温德祥一阵心暖,想起自己三岁那年,爹娘对自己也是极好的,极疼爱的,可是自从有了二弟,三弟和三妹后,一切就变了,尤其是在娘生下三弟后……温德祥看着三叔婶和温德瑞,心里发酸,二十多岁的汉子,不禁想要流泪。
“苦命的孩子,快进去把,赶紧刷锅做饭,三叔婶记得这土地庙后面有口废弃的井,德瑞,你去看看,井里有没有水,德祥,快把东西拎到里面来。”三叔婶捡起铁锅,进了土地庙。

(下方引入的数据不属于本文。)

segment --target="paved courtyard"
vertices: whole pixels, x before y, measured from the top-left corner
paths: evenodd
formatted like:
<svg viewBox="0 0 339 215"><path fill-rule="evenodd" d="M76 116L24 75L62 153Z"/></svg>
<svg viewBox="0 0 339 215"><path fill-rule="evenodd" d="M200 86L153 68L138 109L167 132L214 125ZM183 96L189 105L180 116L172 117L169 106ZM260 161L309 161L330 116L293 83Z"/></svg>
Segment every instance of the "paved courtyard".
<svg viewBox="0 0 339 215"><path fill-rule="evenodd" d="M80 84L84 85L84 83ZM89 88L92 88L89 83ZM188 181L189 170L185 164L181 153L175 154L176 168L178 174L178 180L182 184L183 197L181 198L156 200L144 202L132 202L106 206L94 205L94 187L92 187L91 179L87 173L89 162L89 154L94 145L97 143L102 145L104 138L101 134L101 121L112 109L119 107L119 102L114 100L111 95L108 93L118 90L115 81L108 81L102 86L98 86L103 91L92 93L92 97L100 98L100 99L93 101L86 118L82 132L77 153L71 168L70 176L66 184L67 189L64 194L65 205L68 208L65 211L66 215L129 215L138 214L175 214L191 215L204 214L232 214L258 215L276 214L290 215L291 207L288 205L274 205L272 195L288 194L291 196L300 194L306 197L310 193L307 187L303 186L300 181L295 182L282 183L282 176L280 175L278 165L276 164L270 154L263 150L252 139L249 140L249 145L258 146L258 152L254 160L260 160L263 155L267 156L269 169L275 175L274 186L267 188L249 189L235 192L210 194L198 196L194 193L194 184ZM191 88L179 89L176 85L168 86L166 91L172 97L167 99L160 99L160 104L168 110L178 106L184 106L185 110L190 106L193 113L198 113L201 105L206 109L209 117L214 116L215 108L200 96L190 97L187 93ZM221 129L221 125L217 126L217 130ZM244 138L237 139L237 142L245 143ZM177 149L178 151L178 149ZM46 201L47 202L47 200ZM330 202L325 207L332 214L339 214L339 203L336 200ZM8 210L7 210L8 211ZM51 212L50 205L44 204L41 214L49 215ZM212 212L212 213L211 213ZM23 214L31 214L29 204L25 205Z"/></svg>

“三叔婶,劳烦你了,娇娘实在是……”水明娇耷拉着头,看着三叔婶在土地庙外捡了几块大石头,做了个简易的灶膛,又手脚麻利的生了火,一时间,土地庙里,温暖如春,水明娇其实也不知道为什么,小小的一团火焰,却胜似温老头家的炉火热炕。
三叔婶指挥着温德祥刷锅洗碗,见温德瑞用破木盆端了小半盆水过来,又开始指挥两人洗菜淘米,随后才走到水明娇和温婉儿身边,“好孩子,难为你了,且先熬几天,婉姐儿可好些了?”
“高热一直不退,怕是……”水明娇听着三叔婶说起温婉儿,眼中立刻涌现出泪光,婉儿是她和温德祥新婚后怀上的第一个孩子,当年她才十六岁,爹娘为了让哥哥娶到嫂子,不惜把她当做哥哥的聘礼给送到了温家,换的温老头和温张氏的大女儿温梅花嫁到了水家。
水明娇庆幸,当年她被送到温家来后,嫁给的是温德祥,而不是温德福,不然恐怕……
“哎呀?!婉儿怎的额上这样烫,德祥,快端一盆雪水进来!”三叔婶触摸到温婉儿的额头,吓得立刻收回了满是茧子的手。
温德祥听到三叔婶的喊声,马上照办,端着木盆里的剩下的水,又在土地庙外雪地上抓了几把干净的雪放进盆里,端了进来。
三叔婶从怀里掏出一块洗的起毛边的棉布手绢,浸到水中,湿透之后,拧的半干半湿,放到温婉儿的头上,见水明娇和温德祥一脸迷茫和焦急的看着自己,三叔婶面上一笑。
“放心吧,这法子对退高热很有用,前些日子全儿发高热,大夫来了,也是这样做的,说孩子小,喝药对身子不好,这样最好使,娇娘,你隔一会儿给婉姐儿换一次,明日三叔婶让你德瑞兄弟去落云村给婉姐儿请大夫,银钱什么的,你放心,三叔婶给你出,你身子重,这几日注意些,怎的待婉姐儿好了些再……”
“三叔婶,我知道,今日实在是谢谢……”水明娇握着三叔婶的手,热泪盈眶,雪中送炭的恩情,该是记一辈子的!